A few years ago, I was working on the roll out of a big project (think lots of zeros) for a company which will remain nameless for obvious reasons. Though impressive in many ways, the initial launch was set up in a way that seemed to preclude us from using most of the data that we had spent a tremendous amount of time and money acquiring.

One day, toward the end of the project, I was having a few beers with one of the chief architects and I asked him point blank why they chose to set things up this way. His answer was (and I'm giving you this verbatim) "I remember we had a reason but I don't remember what it was."

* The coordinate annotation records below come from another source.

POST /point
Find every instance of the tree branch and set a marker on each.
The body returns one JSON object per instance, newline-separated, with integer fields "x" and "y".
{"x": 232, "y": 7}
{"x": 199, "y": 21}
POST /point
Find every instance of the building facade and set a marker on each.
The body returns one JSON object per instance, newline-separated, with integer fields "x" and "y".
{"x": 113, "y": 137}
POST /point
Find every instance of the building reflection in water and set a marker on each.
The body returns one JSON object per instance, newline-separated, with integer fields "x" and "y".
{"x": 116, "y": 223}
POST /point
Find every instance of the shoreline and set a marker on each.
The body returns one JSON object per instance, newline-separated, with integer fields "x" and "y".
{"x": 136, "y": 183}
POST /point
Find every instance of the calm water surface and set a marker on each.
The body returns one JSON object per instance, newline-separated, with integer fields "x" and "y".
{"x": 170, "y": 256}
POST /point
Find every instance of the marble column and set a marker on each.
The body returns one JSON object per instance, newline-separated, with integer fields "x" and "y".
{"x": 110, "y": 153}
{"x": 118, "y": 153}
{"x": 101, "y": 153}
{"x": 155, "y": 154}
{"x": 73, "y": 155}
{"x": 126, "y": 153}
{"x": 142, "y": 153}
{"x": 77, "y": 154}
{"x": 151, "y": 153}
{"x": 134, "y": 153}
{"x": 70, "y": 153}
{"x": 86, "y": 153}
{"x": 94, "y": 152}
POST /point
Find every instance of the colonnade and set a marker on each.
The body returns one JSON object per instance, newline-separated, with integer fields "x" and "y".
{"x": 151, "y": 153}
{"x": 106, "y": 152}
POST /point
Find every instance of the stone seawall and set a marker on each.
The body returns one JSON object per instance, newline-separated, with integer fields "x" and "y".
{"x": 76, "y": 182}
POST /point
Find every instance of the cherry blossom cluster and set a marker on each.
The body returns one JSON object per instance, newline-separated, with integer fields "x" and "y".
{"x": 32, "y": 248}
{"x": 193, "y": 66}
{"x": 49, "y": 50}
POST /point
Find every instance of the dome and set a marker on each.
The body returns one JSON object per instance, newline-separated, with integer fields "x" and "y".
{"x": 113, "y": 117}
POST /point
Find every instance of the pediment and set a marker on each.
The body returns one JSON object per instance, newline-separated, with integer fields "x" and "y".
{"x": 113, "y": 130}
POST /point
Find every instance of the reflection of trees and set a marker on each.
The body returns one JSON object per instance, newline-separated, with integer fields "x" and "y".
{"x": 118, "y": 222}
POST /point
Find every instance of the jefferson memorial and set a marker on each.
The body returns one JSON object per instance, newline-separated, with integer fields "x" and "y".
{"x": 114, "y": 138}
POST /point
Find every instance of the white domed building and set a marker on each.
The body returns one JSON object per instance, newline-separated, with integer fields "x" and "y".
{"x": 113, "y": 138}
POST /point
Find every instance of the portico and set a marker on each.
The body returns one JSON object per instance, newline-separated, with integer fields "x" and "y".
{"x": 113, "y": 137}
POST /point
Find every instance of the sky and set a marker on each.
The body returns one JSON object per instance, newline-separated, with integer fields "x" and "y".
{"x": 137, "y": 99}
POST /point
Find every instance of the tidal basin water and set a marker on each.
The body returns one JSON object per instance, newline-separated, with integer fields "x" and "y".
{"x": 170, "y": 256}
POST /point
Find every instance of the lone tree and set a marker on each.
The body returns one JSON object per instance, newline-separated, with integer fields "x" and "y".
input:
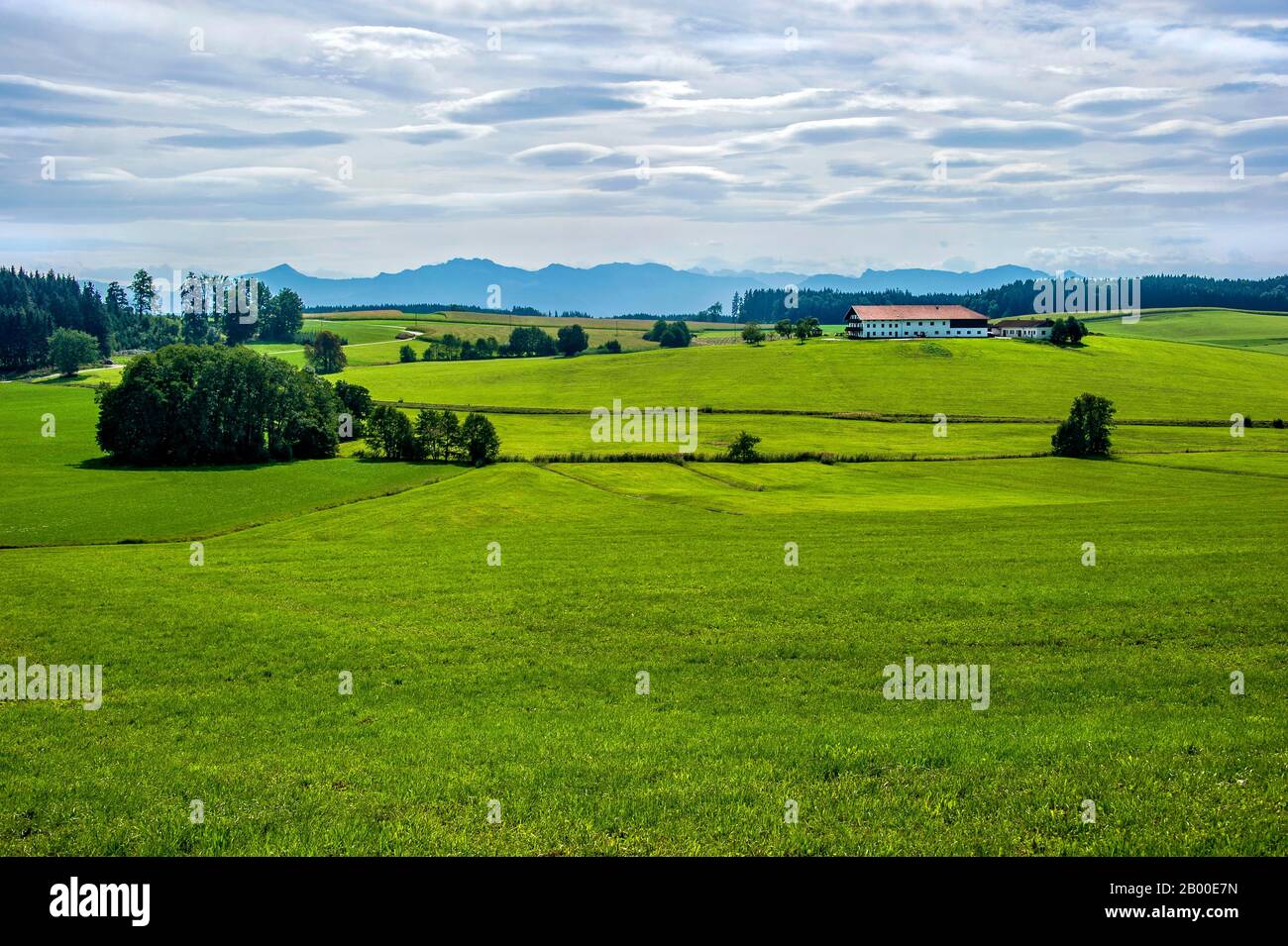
{"x": 743, "y": 448}
{"x": 572, "y": 339}
{"x": 326, "y": 353}
{"x": 69, "y": 349}
{"x": 1086, "y": 431}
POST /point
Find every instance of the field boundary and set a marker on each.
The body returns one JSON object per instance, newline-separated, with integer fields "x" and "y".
{"x": 875, "y": 416}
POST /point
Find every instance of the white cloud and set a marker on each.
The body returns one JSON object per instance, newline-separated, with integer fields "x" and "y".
{"x": 387, "y": 43}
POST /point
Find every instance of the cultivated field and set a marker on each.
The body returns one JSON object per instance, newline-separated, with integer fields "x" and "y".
{"x": 518, "y": 683}
{"x": 1260, "y": 331}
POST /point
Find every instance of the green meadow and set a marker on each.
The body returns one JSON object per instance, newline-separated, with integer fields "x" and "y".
{"x": 1257, "y": 331}
{"x": 658, "y": 658}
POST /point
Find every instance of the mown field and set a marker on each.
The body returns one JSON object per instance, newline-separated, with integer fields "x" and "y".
{"x": 516, "y": 683}
{"x": 1257, "y": 331}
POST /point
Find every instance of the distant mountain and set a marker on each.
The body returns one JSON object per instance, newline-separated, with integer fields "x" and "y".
{"x": 922, "y": 280}
{"x": 610, "y": 288}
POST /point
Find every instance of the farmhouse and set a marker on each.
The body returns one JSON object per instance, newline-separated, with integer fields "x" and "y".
{"x": 1022, "y": 328}
{"x": 913, "y": 322}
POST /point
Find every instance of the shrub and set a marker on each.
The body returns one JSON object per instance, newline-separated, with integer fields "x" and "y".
{"x": 572, "y": 340}
{"x": 325, "y": 354}
{"x": 743, "y": 448}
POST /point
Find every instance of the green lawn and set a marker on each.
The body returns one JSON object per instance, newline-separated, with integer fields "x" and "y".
{"x": 1229, "y": 327}
{"x": 518, "y": 683}
{"x": 59, "y": 491}
{"x": 1000, "y": 377}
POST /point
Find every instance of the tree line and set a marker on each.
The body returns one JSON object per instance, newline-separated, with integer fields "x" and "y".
{"x": 828, "y": 306}
{"x": 213, "y": 309}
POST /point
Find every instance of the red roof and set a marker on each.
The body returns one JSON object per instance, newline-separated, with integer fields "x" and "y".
{"x": 902, "y": 313}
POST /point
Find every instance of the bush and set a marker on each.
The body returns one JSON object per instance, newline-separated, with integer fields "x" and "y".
{"x": 743, "y": 448}
{"x": 1086, "y": 431}
{"x": 69, "y": 349}
{"x": 325, "y": 354}
{"x": 572, "y": 340}
{"x": 210, "y": 404}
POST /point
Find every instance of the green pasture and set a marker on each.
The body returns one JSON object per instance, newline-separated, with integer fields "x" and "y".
{"x": 518, "y": 683}
{"x": 1000, "y": 377}
{"x": 1258, "y": 331}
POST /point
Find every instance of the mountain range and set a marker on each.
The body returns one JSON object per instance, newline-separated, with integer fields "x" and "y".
{"x": 610, "y": 288}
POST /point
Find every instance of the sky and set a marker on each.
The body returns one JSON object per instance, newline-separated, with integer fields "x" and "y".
{"x": 351, "y": 138}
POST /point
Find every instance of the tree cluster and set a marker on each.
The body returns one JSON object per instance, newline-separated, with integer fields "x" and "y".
{"x": 670, "y": 335}
{"x": 436, "y": 435}
{"x": 188, "y": 404}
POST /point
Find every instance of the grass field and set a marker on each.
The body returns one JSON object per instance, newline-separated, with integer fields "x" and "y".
{"x": 1228, "y": 327}
{"x": 516, "y": 683}
{"x": 1146, "y": 379}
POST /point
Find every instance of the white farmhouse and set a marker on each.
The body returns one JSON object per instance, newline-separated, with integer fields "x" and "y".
{"x": 1022, "y": 328}
{"x": 914, "y": 322}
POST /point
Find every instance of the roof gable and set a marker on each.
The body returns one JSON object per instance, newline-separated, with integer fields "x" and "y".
{"x": 903, "y": 313}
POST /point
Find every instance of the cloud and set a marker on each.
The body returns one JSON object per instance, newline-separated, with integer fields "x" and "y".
{"x": 433, "y": 133}
{"x": 1116, "y": 99}
{"x": 385, "y": 43}
{"x": 546, "y": 102}
{"x": 563, "y": 155}
{"x": 1004, "y": 133}
{"x": 307, "y": 107}
{"x": 1249, "y": 133}
{"x": 308, "y": 138}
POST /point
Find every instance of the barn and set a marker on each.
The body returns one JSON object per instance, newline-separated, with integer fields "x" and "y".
{"x": 914, "y": 322}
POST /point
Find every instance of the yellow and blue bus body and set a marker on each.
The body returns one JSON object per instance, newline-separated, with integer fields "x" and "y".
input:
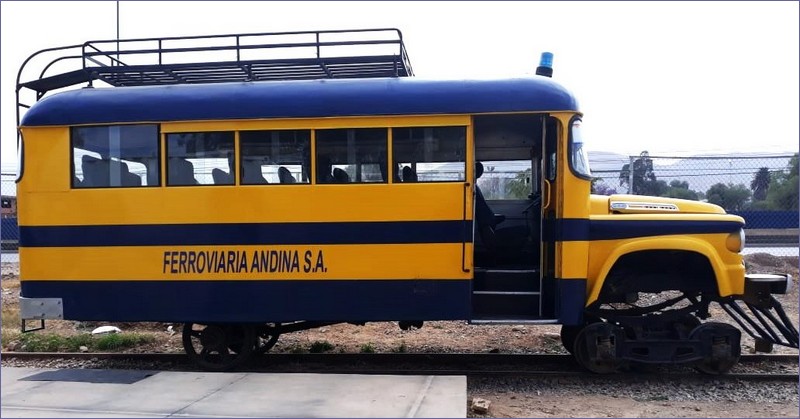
{"x": 239, "y": 252}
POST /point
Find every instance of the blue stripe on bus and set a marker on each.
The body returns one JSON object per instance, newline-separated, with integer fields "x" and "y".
{"x": 300, "y": 99}
{"x": 383, "y": 232}
{"x": 321, "y": 233}
{"x": 588, "y": 230}
{"x": 257, "y": 301}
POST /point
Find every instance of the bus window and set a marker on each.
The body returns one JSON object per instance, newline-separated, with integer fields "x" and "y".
{"x": 275, "y": 156}
{"x": 200, "y": 158}
{"x": 351, "y": 155}
{"x": 508, "y": 179}
{"x": 429, "y": 154}
{"x": 115, "y": 156}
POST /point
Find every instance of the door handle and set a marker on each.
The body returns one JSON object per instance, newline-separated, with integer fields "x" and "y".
{"x": 546, "y": 194}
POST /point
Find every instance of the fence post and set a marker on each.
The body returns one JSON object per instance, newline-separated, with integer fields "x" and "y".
{"x": 630, "y": 175}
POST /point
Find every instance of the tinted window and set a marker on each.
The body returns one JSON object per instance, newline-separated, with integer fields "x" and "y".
{"x": 429, "y": 154}
{"x": 200, "y": 158}
{"x": 278, "y": 157}
{"x": 115, "y": 156}
{"x": 351, "y": 155}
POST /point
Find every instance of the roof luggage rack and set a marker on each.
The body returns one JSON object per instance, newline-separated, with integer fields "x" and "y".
{"x": 220, "y": 58}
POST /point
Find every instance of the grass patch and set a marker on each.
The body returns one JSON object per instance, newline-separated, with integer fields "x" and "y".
{"x": 296, "y": 349}
{"x": 46, "y": 342}
{"x": 319, "y": 347}
{"x": 120, "y": 341}
{"x": 401, "y": 349}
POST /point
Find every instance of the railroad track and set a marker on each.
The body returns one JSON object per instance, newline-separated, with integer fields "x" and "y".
{"x": 472, "y": 365}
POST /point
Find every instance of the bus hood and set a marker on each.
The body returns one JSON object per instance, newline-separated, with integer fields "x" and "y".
{"x": 637, "y": 204}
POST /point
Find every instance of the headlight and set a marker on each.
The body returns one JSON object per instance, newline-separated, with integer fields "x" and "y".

I've been flashing back on that conversation quite a bit recently as the details of the NYT paywall emerge. Of course, the resemblance could be the result of incomplete information. If I had access to all of the data and analyses, I might be loading up on their stock instead of mocking their corporate strategy (I would continue to mock Maureen Dowd regardless), but being limited to an outsider's view, I have to wonder what would happen if you downed a couple of beers with Sulzberger then asked him about this post from Philip Greenspun:

...how the NY Times spent a reported $40-50 million writing the code (Bloomberg; other sources are consistent). Google was financed with $25 million. The New York Times already had a credit card processing system for selling home delivery. It already had a database management system for keeping track of Web site registrants. What did they spend the $40-50 million on? A monster database server to keep track of which readers downloaded how many articles? They should already have been tracking some of that for ad targeting. In any case, a rack of database servers shouldn’t cost $40 million.

What am I missing?

[I built a pay wall back in 1995 for the MIT Press, restricting access to some of their journals, e.g., Cell, to individual subscribers and people whose IP addresses indicated that they were at institutions with site-wide subscriptions. I can't remember exactly what I charged the Press, but it was only a few days of work and I think the invoice worked out to approximately $40 million less than $40 million.]